Lo ocurrido allí no fue un “desacuerdo legítimo”. Fue una renuncia consciente a gobernar. Semanas de parálisis, de instituciones en punto muerto, de problemas reales esperando soluciones mientras los dirigentes jugaban a medir fuerzas. Eso no es democracia exigente; es política fallida.
Aragón no puede permitirse ese espectáculo. Y conviene decirlo alto y claro: un bloqueo institucional no es neutral. Tiene víctimas concretas. Son los municipios que esperan inversiones, los sectores productivos que necesitan estabilidad, los servicios públicos que no pueden planificarse sin un gobierno con plenas funciones. Cada día sin decisiones es un día perdido que no vuelve.
Se nos quiere vender que mantener posiciones inamovibles es sinónimo de principios. Falso. Los principios que impiden gobernar dejan de ser principios y se convierten en excusas. La política no existe para reafirmar identidades, sino para resolver problemas. Cuando no lo hace, fracasa. Sin matices.
Extremadura ha sido el ejemplo más reciente —y más torpe— de esta deriva. Nadie salió reforzado. Ni siquiera quienes creyeron “ganar” el pulso. Porque el bloqueo no castiga al rival: desprestigia a las instituciones y agranda la brecha entre ciudadanos y política. Es gasolina para la desafección y munición para quienes sostienen que el sistema no sirve para nada.

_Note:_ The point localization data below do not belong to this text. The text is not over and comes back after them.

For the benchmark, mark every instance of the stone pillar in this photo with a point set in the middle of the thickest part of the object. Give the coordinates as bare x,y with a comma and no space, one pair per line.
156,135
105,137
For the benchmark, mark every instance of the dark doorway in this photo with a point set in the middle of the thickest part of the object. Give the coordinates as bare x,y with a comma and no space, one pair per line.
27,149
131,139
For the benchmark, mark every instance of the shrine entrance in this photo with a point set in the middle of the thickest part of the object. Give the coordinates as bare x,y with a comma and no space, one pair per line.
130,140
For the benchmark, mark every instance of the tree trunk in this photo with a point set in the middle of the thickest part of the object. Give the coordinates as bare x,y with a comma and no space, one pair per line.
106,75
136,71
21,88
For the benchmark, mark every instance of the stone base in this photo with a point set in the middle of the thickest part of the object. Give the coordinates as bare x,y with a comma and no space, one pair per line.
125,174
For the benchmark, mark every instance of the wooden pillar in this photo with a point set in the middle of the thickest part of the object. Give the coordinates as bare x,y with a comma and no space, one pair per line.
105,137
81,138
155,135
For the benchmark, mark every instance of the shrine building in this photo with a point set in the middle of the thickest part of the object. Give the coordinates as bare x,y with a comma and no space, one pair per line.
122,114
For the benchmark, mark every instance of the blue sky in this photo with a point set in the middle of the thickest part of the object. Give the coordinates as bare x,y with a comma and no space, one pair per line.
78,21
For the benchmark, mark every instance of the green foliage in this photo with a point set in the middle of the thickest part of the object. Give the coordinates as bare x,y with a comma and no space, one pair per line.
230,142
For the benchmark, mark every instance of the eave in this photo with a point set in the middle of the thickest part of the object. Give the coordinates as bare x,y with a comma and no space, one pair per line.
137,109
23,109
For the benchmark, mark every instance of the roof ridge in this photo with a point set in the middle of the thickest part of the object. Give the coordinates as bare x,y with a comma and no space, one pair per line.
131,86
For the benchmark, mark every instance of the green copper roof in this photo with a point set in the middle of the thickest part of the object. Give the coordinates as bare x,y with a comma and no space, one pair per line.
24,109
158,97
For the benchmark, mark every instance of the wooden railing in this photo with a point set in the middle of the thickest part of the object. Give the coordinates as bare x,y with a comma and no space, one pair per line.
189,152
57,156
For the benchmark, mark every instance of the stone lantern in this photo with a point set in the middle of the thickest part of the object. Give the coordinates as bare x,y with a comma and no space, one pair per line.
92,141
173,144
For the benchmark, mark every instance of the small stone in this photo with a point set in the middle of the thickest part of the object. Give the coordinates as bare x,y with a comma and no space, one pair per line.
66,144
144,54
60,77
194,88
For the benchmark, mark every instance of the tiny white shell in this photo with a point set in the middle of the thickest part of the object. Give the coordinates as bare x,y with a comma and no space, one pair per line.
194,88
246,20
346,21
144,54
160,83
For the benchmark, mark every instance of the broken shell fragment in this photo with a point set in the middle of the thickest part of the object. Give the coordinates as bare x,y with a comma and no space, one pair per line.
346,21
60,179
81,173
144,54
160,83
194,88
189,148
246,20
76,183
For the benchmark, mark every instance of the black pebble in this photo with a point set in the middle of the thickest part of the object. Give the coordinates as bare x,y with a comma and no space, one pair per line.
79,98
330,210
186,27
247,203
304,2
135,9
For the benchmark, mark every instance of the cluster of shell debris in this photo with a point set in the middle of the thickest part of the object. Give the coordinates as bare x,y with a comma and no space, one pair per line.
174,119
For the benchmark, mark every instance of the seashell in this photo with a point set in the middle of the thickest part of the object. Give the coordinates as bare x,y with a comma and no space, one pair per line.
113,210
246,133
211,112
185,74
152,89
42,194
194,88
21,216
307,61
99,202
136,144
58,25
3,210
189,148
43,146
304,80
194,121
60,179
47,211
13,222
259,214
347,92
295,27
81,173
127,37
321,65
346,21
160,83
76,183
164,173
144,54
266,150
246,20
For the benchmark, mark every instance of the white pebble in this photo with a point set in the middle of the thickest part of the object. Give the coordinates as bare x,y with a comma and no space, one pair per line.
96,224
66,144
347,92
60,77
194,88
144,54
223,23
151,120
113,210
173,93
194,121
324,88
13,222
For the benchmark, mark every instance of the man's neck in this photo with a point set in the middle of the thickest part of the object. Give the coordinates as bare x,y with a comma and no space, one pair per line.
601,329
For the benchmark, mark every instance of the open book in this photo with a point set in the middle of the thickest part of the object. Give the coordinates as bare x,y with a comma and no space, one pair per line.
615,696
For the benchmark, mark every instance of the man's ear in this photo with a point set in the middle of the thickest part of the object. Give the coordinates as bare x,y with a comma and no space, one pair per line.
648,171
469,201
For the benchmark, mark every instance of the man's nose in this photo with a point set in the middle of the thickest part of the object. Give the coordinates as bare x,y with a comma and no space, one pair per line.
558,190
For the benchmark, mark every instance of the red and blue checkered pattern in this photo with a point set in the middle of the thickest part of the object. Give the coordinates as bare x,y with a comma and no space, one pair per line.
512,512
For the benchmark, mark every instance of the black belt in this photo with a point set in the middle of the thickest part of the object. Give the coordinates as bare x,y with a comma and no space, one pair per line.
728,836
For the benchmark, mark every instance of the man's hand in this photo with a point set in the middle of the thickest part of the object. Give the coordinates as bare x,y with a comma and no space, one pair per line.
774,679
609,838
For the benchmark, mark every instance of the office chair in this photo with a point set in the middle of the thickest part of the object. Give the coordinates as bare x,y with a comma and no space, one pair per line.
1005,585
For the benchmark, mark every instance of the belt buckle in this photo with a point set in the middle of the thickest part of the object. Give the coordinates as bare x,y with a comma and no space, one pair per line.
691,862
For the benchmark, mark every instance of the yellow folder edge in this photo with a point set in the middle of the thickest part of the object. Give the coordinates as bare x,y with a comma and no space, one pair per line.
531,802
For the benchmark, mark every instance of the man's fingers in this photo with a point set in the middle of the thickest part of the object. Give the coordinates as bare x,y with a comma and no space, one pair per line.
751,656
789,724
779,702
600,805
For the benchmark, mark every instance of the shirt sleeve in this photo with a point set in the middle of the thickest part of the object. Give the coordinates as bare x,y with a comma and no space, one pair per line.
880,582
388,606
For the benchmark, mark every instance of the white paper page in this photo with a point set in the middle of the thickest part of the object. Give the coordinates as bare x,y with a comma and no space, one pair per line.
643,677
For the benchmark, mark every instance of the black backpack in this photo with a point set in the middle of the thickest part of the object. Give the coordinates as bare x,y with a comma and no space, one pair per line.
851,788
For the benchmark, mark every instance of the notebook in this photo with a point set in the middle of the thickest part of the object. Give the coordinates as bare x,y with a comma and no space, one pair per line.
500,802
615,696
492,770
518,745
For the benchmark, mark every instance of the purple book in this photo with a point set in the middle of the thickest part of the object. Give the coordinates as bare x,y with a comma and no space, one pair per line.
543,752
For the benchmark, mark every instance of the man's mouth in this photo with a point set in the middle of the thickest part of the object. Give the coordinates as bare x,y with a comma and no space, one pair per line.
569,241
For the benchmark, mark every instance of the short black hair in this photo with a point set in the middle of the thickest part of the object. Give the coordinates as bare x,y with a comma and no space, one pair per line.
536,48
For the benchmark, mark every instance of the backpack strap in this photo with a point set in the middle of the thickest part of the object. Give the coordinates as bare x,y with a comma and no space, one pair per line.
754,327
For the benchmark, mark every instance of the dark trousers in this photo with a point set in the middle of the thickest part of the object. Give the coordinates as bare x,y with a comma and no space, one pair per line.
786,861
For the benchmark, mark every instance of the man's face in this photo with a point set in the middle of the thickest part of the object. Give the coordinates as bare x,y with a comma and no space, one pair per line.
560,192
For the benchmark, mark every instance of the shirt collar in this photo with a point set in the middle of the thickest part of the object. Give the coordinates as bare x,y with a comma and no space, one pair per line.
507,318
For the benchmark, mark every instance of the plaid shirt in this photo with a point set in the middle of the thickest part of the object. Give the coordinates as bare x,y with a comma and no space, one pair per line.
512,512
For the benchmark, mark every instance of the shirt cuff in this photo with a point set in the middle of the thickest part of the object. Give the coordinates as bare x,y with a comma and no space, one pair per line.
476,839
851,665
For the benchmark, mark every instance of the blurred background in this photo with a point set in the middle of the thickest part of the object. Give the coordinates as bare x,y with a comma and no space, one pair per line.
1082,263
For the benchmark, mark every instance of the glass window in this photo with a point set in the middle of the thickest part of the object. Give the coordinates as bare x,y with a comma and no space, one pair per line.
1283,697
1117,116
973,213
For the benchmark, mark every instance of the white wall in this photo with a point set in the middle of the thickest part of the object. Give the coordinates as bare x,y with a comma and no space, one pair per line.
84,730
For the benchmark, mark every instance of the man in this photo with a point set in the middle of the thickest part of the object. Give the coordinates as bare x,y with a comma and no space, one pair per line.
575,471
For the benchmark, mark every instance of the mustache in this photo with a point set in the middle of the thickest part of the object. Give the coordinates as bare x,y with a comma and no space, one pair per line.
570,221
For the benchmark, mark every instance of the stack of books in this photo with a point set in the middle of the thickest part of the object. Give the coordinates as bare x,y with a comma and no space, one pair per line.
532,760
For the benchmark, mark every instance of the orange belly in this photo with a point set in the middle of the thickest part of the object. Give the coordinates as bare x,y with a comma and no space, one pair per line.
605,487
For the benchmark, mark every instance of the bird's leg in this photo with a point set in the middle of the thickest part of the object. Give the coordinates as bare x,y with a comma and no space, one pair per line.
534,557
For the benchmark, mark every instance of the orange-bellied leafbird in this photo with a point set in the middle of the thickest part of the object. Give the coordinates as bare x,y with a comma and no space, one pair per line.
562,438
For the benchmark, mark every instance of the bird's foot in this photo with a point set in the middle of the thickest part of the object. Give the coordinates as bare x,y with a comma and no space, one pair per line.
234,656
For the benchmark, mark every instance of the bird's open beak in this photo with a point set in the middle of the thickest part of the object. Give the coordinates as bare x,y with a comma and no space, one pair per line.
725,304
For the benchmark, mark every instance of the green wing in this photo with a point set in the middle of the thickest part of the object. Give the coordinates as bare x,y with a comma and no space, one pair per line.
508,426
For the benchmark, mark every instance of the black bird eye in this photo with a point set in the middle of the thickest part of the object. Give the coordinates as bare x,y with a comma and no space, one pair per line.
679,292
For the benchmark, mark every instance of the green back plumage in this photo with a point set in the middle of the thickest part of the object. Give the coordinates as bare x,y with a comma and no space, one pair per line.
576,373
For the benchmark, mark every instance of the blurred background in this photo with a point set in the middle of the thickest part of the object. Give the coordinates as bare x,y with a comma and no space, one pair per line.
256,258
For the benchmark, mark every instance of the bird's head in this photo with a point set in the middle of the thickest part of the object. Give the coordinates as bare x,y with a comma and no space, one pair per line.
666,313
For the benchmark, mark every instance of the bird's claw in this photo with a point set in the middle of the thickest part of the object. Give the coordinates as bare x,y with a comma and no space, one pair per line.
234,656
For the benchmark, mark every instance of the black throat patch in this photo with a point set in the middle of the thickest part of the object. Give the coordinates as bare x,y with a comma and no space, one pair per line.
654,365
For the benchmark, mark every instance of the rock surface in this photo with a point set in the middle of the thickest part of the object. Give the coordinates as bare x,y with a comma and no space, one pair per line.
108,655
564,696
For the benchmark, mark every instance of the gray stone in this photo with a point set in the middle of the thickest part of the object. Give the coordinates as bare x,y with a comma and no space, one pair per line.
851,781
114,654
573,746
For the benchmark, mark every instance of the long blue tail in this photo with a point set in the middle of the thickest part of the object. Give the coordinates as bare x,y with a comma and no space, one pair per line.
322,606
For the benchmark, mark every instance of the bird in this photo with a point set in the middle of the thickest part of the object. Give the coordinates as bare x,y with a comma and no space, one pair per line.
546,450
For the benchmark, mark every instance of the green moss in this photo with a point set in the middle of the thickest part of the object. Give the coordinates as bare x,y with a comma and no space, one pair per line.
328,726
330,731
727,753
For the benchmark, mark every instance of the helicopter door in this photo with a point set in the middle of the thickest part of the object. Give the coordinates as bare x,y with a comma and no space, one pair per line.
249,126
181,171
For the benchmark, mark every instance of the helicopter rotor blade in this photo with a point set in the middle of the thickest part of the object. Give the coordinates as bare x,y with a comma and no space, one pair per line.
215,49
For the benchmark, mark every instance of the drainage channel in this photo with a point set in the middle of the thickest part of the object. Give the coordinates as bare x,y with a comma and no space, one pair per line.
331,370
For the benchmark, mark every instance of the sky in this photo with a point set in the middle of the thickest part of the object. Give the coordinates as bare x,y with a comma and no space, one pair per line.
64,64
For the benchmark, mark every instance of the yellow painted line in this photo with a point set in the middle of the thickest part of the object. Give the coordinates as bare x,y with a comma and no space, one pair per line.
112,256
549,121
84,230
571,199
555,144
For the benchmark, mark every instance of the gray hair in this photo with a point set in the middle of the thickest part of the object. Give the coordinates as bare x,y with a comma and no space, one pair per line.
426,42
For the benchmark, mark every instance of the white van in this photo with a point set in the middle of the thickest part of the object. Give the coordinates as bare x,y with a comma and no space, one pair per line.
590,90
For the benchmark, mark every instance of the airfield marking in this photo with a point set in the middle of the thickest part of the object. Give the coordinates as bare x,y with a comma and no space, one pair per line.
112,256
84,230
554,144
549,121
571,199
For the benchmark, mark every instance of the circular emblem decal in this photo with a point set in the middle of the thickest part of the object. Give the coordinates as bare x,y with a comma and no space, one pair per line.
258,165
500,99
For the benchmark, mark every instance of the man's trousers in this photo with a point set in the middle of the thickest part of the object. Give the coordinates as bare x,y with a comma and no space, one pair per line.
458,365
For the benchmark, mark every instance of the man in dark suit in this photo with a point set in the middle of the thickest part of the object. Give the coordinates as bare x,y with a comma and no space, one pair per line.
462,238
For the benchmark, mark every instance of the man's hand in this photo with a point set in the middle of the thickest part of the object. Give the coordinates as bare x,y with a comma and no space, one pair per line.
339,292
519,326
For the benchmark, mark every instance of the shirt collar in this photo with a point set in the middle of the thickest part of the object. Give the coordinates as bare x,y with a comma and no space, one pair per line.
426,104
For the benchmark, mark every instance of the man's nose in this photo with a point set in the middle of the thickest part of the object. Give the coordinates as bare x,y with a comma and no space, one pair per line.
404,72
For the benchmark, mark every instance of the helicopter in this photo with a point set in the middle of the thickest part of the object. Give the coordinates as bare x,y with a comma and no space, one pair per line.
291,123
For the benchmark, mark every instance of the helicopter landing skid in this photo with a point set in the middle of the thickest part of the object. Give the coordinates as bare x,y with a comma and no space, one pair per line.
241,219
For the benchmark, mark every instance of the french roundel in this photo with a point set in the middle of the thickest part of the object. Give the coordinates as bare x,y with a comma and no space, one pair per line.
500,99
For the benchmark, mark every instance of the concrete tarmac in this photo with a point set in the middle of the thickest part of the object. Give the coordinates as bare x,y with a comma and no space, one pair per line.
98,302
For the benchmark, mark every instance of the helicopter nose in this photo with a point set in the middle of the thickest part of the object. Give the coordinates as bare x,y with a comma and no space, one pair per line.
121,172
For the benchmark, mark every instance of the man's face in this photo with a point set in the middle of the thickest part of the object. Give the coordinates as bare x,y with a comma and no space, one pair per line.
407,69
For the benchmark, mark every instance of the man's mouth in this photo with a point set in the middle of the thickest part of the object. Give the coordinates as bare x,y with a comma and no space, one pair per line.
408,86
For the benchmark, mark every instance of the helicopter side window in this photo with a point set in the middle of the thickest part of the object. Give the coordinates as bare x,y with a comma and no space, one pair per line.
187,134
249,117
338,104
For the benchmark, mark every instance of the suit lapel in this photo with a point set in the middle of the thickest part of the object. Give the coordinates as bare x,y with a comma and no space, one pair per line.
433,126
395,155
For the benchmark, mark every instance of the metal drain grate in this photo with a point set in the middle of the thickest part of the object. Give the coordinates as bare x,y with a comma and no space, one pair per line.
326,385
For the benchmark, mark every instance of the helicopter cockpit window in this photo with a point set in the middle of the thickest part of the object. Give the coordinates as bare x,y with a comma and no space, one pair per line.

Aragón está ante la misma encrucijada. O gobierna, o se empantana. Y aquí el electorado no es un espectador inocente. Votar no es solo expresar enfado o marcar territorio ideológico; es decidir si se quiere una comunidad que funcione o una comunidad paralizada por el tacticismo. La indulgencia con el bloqueo también tiene responsabilidad.
Que no haya confusión: impedir que se forme un gobierno no es una hazaña. Es una estafa política, porque promete firmeza y entrega parálisis. Promete control y deja abandono. Promete dignidad y ofrece vacío.
Extremadura ya ha pagado ese precio. Aragón todavía está a tiempo de no hacerlo. Pero solo si se deja de aplaudir el bloqueo como si fuera una virtud y se empieza a exigir lo único que da sentido a la política: gobernar.
Todo lo demás es ruido. Y el ruido no arregla nada.